Yes, Deb, and then I’ll go to you, Scott.
MS. HARF: Shutdown, yeah.
QUESTION: You mentioned a few furloughs, okay. So that begs the question: How many?
MS. HARF: I know. Everyone wants specific numbers. I don’t have a specific number for you.
QUESTION: Why is it so hard to get a number?
MS. HARF: It’s just – I don’t have it. These are complicated things. We’re talking to the offices about what we can get you in terms of numbers. We just don’t have it right now.
QUESTION: You mean fewer than 10 or —
MS. HARF: It’s a small number. I just don’t have the actual number for you.
QUESTION: Fifty or less?
MS. HARF: I’ll see if I can – I will see if I can do something for you.
MS. HARF: I’m not trying to be too cute by half here; I just don’t have a number.
Then today this happened:
There are three possibilities we can think of here: 1) no one in Foggy Bottom knows how to count; 2) the State Department leadership does not want the numbers released for whatever reason; 3) the spokesperson is purposely kept out of the loop, so these numbers are not on her briefing book.
We don’t want to beat up @marieharf. We do think it undermines the credibility of the agency’s public face when she is unable to answer fairly simple questions. These are not “complicated things” unless they have been made purposely so. To what end, we do not know.

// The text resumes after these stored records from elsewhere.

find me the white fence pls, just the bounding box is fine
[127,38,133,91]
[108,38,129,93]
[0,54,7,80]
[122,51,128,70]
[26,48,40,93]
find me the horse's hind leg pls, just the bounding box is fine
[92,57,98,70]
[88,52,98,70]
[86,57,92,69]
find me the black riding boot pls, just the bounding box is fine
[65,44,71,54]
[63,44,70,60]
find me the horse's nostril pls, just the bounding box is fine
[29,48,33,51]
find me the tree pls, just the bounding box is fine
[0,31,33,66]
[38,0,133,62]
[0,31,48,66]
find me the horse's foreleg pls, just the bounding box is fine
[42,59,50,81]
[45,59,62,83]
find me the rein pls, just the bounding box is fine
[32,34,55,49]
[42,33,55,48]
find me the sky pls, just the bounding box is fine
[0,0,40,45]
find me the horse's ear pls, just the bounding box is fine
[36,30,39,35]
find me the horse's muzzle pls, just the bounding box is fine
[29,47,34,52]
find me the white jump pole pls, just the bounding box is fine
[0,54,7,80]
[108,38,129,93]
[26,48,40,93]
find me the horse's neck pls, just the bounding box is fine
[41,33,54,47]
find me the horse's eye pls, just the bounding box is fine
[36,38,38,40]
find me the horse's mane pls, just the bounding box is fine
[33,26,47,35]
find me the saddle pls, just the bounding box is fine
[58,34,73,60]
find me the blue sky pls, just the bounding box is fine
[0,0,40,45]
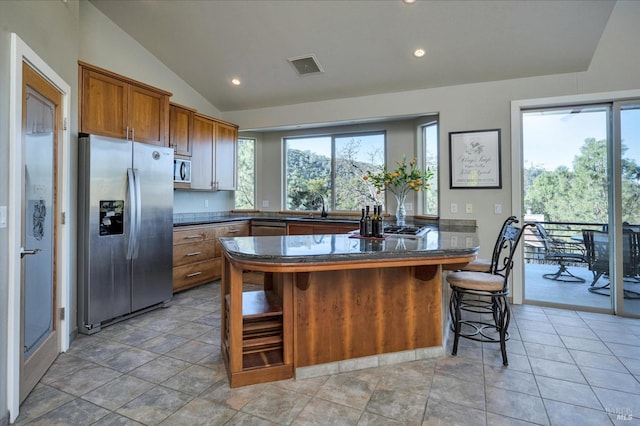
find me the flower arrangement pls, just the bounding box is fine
[363,156,433,199]
[363,156,433,224]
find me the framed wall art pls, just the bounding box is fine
[449,128,502,189]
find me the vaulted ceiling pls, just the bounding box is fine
[89,0,615,112]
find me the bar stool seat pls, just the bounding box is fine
[446,270,503,291]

In related news, we are starting to see tweets from official State Department accounts saying: “Due to the lapse in appropriations this Twitter feed will not be updated regularly. Please visit @StateDept for updates.” And this:
Still waiting for an answer to the “why” question. It’s not coming? Okay.
Wait, here’s one answer:
What we’re seriously wondering is if the State Department’s twitteratis have been asked to “consider the perception” of “business as usual” on Twitter during a shutdown. We’re full of serious, today — have they?
Just now we received word from a political nightingale, “We’ve also been told, even though we are working, that we are NOT to give speeches. At all.”
Okay, that probably also means, all official receptions at posts are off including receptions for new ambassadors just getting to post – because. Optics.
Updated at 7:07 EST with Ambassador Warlick’s response, and update on no speeches allowed.